Its easy to get to 50 posts, look at 43 new threads and comment " great info guys" you'll be done in 10 mins


----------



## Robbie789 (Sep 6, 2012)

tony_1170 said:


> Its easy to get to 50 posts, look at 43 new threads and comment " great info guys" you'll be done in 10 mins


Have to be here for 30 days and have 50 posts before you can PM I think.

Probably to stop people joining up and straight away asking about sources


----------



## tony_1170 (Jun 25, 2012)

30 day wait sounds sensible, I wasnt sure. Yup, might have been for sources, pm is best for that, then swap emails and take off line/out of the forum.


----------



## tony_1170 (Jun 25, 2012)

Hey Mattske, everything ok. Not seen you post in a while.


----------



## gibubu (Jan 9, 2013)

Yep, would like to hear about any update.


----------



## mattske (Oct 2, 2012)

Hello Lads, I'm still alive! 

Apologies for being off the radar, seems that life got me by the balls, and I haven't had the time to be updating here at UKM...

In good news, life didn't much affect my training, diet etc, so I've been pretty well on track with that.

I've finished my cycle now, a little under a week to go until PCT, starting on the 28th, last pin of Sust was on the 7th, so 21 days for the decanoate ester to clear and I'm good to start PCT.

I've been pretty sick the past few weeks, quite a few days off work, and missed about a week of training, was a little difficult to get back into it but I'm back on track now and feeling pretty good.

I think I was just worn out to be honest. I was training pretty hard, smashing a lot of gear, and work, life and love and all that other bull**** was definitely hammering me too.

I swear, if you want to be a bodybuilder, you have to be a selfish cnut. You first, always, every time. Everything and everyone else comes second.


----------



## mattske (Oct 2, 2012)

With regards to gear:

I finished pretty much as I'd described before, although I cut down the orals.

As Aus had said, with the amount of oils i was pinning, the orals weren't really going to do much on top. Probably just taxing me more than necessary, so I cut them out towards the end.

Really enjoyed the tren. Had a couple (read: quite a few!) sweaty nights, sheets soaking, disgusting. And my d!ck was pretty shut down on occasion. Although I felt like an animal.

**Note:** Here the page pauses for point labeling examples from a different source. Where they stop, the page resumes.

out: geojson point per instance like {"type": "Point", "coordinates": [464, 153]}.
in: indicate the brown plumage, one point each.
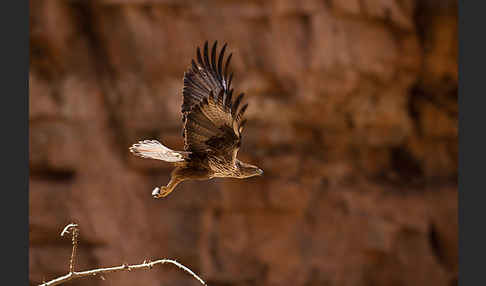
{"type": "Point", "coordinates": [213, 123]}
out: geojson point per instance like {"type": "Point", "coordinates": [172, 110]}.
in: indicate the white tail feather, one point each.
{"type": "Point", "coordinates": [155, 150]}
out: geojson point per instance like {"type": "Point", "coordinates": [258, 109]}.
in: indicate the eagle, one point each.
{"type": "Point", "coordinates": [212, 126]}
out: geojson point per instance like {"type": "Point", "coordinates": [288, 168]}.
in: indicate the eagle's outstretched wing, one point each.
{"type": "Point", "coordinates": [212, 120]}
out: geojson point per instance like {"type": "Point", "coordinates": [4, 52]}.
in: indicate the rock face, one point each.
{"type": "Point", "coordinates": [352, 115]}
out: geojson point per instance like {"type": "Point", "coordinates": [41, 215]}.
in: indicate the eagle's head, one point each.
{"type": "Point", "coordinates": [245, 170]}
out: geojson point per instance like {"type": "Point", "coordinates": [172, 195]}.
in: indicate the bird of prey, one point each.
{"type": "Point", "coordinates": [212, 126]}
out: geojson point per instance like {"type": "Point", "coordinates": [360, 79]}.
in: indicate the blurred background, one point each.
{"type": "Point", "coordinates": [352, 115]}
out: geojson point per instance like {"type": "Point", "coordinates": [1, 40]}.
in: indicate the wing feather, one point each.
{"type": "Point", "coordinates": [212, 119]}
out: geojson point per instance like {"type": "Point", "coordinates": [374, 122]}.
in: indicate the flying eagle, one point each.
{"type": "Point", "coordinates": [212, 121]}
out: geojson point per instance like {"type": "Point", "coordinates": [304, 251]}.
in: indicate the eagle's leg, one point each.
{"type": "Point", "coordinates": [165, 191]}
{"type": "Point", "coordinates": [179, 175]}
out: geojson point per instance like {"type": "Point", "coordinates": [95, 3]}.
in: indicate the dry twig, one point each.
{"type": "Point", "coordinates": [125, 267]}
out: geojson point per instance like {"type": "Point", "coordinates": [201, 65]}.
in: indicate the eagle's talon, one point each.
{"type": "Point", "coordinates": [160, 192]}
{"type": "Point", "coordinates": [156, 193]}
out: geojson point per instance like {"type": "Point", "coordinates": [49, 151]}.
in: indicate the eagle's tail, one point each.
{"type": "Point", "coordinates": [155, 150]}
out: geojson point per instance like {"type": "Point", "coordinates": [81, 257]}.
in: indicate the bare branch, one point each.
{"type": "Point", "coordinates": [124, 267]}
{"type": "Point", "coordinates": [75, 230]}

I was running 1ml of Sust, 1 ml of PC OneRip and 0.4ml Tren Ace to bring the tren up to 100mg, and i was running this 2.4-3 ml (depending on how I was feeling  ) every other day.

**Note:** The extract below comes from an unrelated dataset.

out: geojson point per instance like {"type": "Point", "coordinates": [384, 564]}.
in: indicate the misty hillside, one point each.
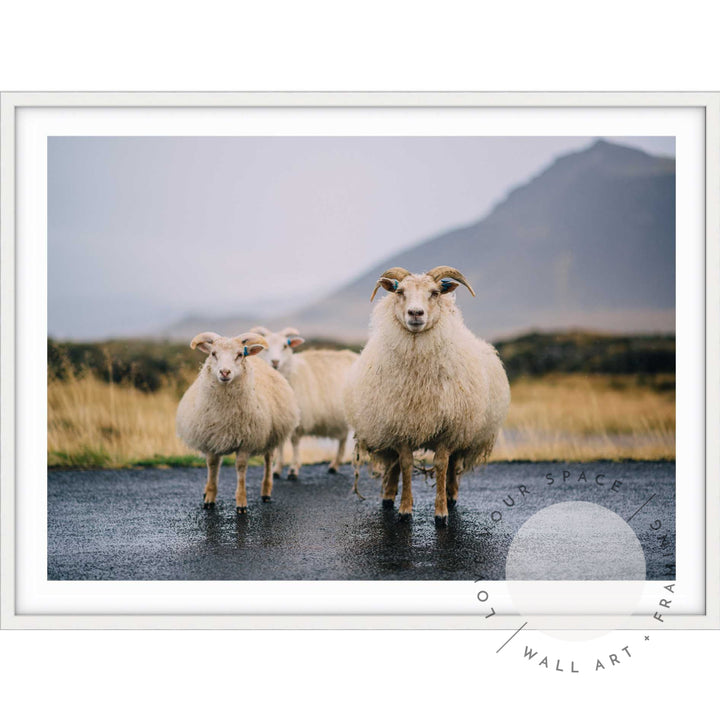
{"type": "Point", "coordinates": [590, 242]}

I wish I didn't have to stop, it felt awesome. But the end of these vials brought me to the end of 16 weeks, time to get off and start recovering!


----------



## mattske (Oct 2, 2012)

With regards to me:

My weight is at around 86.5 KG. I'm hoping that it stays at about 85-86 once i've dried out a bit and finished PCT. Which means that all round I've gained about 10KG from this cycle.

I never made it to 90 which was one of my goals, to be fair my first goal was 80, then 85, so I did pretty well!

I'm looking lean, but still fairly solid. Still ripping trousers, and t-shirts tight. Strength is pretty decent too, considering I didn't really lift before.

Some PB's - Bench 90kg 1RM, Squat 150KG 1RM, 100KG 4 x 8 squats.

Shoulders are still a weak part, which I will continue to isolate and work on. I still feel like I need more overall mass, so will continue to stick with the big compound exercises.

I found a training partner which is sweet too, roughly same goals, same weights. Works out well. Training 3-4 times a week.


----------



## Singh01 (Jan 28, 2011)

mattske said:


> With regards to gear:
> 
> I finished pretty much as I'd described before, although I cut down the orals.
> 
> ...


Well done mate, have you got any before and after pics?


----------



## mattske (Oct 2, 2012)

Yeah I've got some, I'll get some up over the weekend..

I found some pics when I was on holidays about 6 months ago, just before I got back to London and started training, compared to now.. marked improvement!


----------



## mattske (Oct 2, 2012)

Some before shots, also see back through this thread for some earlier pics


----------



## mattske (Oct 2, 2012)

This is a fairly recent one, a little bit of a difference I think!


----------



## tony_1170 (Jun 25, 2012)

Mate, whats with the beard!


----------



## mattske (Oct 2, 2012)

tony_1170 said:


> Mate, whats with the beard!


Hahaha... I dunno... been toying with it. I had it when I was on holidays last year, and being stuck at work in sh!t weather, having the beard kind of reminds me of that time, makes me feel free!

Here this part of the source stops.